Put the blocks and the nature objects in a prominent place, and make the "programmed" toys a bit harder to get at. Give the children time, and gently encourage them to incorporate loose parts into their play. Some educators gradually replace more prescriptive toys with loose parts, while others take a “clean sweep” approach, removing all the prescriptive toys and replacing them all at once with loose parts from nature.
 
Whatever approach is right for you will certainly work for children. Remember: What children really want is to play!
 
 

Ten Ways to Play with Rocks

While loose parts are often their own source of inspiration, here's a list of “top ten” ways that my own children have loved to play with rocks, just to help you get started if desired:

10. Use them as trucks. Long, flat rocks became bulldozers. Small round ones were steamrollers. Big ones were perfect wrecking balls.

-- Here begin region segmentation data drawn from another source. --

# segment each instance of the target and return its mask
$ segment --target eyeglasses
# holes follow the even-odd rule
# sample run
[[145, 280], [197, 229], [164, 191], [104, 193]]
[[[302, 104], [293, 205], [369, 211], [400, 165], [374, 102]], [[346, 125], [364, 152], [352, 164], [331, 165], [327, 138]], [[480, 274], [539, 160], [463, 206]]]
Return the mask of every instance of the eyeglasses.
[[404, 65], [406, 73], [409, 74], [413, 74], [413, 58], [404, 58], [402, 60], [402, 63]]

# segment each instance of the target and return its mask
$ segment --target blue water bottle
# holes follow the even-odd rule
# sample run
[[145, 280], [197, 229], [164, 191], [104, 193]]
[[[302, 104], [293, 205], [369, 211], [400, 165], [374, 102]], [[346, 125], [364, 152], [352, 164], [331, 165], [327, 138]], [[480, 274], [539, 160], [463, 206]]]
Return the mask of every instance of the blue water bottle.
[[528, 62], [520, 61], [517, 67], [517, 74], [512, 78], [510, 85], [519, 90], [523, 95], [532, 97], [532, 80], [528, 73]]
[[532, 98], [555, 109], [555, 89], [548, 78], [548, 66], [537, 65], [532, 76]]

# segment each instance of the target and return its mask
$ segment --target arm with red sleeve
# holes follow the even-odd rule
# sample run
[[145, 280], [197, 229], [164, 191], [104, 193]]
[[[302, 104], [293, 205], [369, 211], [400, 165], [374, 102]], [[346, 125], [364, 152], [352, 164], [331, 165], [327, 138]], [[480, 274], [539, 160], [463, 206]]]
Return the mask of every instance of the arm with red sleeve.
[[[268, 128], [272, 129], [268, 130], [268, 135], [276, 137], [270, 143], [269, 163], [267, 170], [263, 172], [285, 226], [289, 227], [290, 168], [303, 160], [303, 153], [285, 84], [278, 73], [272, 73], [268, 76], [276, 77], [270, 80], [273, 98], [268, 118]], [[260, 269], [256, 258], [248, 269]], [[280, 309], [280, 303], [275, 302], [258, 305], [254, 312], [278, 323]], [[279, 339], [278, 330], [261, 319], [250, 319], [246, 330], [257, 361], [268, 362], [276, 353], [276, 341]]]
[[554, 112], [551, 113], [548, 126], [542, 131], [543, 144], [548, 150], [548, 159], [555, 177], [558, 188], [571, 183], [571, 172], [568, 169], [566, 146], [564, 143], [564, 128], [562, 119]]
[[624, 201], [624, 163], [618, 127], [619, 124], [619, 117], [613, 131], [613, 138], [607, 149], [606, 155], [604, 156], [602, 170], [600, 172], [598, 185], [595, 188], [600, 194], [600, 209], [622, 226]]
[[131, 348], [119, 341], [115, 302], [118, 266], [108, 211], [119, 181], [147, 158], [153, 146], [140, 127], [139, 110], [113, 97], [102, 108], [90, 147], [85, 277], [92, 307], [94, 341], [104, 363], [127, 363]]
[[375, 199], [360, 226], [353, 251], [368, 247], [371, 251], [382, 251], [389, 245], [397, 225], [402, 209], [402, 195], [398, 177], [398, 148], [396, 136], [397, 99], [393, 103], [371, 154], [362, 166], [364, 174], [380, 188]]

9. Use them as blocks. They make fantastic building elements. We created a cave, some bridges, and a "garage."

8. How many can you stack to make a tower? Which kinds of rocks work best for stacking?

7. Use them as characters in a puppet show. Pick up a rock and make it "talk" to your child. He or she will likely get the other rocks involved in the conversation and you'll soon see each rock's personality emerge.

6. Wash them. You can do this in the sink, a puddle, a pan of warm water, or a water table.

5. Paint them. An old favorite, this activity never gets old. Tempera paints are bright and bold. What effect can you get using watercolors? How about pastels? Water? Crayons? Mud?

4. Paint with them. Instead of using brushes, use rocks. Dip them in paint, press them on paper, and roll them around in a tray lined with paper.

3. Sort them. Let children decide on the categories: size, shape, color, where they were found, boy/girl (for some reason, in our house, rocks have gender).

2. Hide them around the house. In our house, we never seem to tire of "hide-and-seek" games. The kids love it when I hide their stuff so they can search for it. Rock hunting inside is a new challenge.

1. Roll them around on various surfaces and compare what happens. Watch how they move, listen to the sounds that they make. This is especially fun if you've first dipped the rocks in paint. (See #5 above.)

 
 

About the Author

Patty Born Selly is the mother to two young children and author of Early Childhood Activities for a Greener Earth (Redleaf Press, 2010) and the forthcoming Connecting Young Children and Animals (Redleaf Press, April 2014). She writes about children and nature at her blog, Small Wonders. Patty is currently the Executive Director of the National Center for STEM Elementary Education at St Catherine University in Minnesota and also serves on the board of the Minnesota Children and Nature Connection. She can be reached at [email protected].

 

References

Sylva, K. "Play and Learning" in Harvey, D., and Tizard, B., Biology of Play (Heinemann)

Guilford, J. P. (1967). The nature of human intelligence. New York: McGraw-Hill. 

 

 
Tags:

Loose parts, design

Comments

How interesting and timely..Our Early Childhood Education Team recently completed a professional development for educators entitled "Sticks, Stones and Pinecones: Using Loose Parts for Play". The theory of “loose parts” was first proposed by architect Simon Nicholson in the 1970's. Nicholson believed that it is the 'loose parts' in our environment that will empower our creativity. As educators, we focus a lot of our attention to the loose parts available inside the classroom, but what about the outside..Are you providing opportunities for the children other than stationary commercial play equipment? Parents, many opportunities await the young explorer just outside your back door..Get out there and use your imagination alongside your child! Thank you for sharing your article.
Thank you for sharing this inspiring article! I don't mean to be a bummer but when in a state or national park, the expression "take only memories, leave only footprints" is very valid. It's illegal to start a rock/shell collection or even to gather bags of acorns when on protected land. As educators, we want to set a good example of leave no trace principles, even at a young age.